UN Experts Call for Drone Reporting
A group of UN experts has called on member states to report international transfers of armed drones to the UN Register of Conventional Arms. In a July 15 report to the UN General Assembly, experts from 15 countries asserted that drones are covered by the fourth and fifth categories of the register, which cover combat aircraft and attack helicopters, respectively.
The experts, who meet once every three years to assess the effectiveness of the register, debated incorporation of new language on unmanned aerial vehicles to reflect the rapid growth and spread of drone technology. But the group could not reach consensus on the proposed definitions, according to two sources familiar with the experts’ discussions.
The voluntary UN Register seeks to build international confidence and reduce the risk of armed conflict through “transparency in armaments.” Established in 1991 after Iraq’s invasion of Kuwait revealed that Saddam Hussein’s government had secretly built up its armed forces with diverse purchases from different nations, the register covers battle tanks, armored combat vehicles, large-caliber artillery systems, combat aircraft, attack helicopters, warships, and missiles and missile launchers.
The experts discussed adding small arms and light weapons as the eighth category of weapons covered by the register, according to the sources.
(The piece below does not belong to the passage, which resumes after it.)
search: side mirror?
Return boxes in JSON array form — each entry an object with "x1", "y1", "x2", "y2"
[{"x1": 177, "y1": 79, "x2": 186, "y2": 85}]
Consensus again proved elusive as China and Cuba objected, the sources said.
The experts’ report expressed concern about the relevance of the register, noting that participation by member states is declining. Since the inception of the register, 170 states have reported on arms transfers at least once, with an average of 98 governments having submitted reports each year on their international conventional arms transfers. But since 2007, the level of participation in the register has seen a notable decline, with the lowest level of reporting recorded in 2012, when only 52 states provided a report, the report found.
Some experts linked declining participation to the failure to include small arms and light weapons in the register’s tally. “More countries are threatened by small arms and light weapons than anything else,” one of the sources familiar with the experts’ discussions said in an Aug. 28 interview. “Register participation level may be going down because the register doesn’t cover the weapons that most countries find most threatening,” the source said. The failure to incorporate small arms and light weapons into the register was “a setback” that will not be addressed until the experts meet again in 2016, the source said.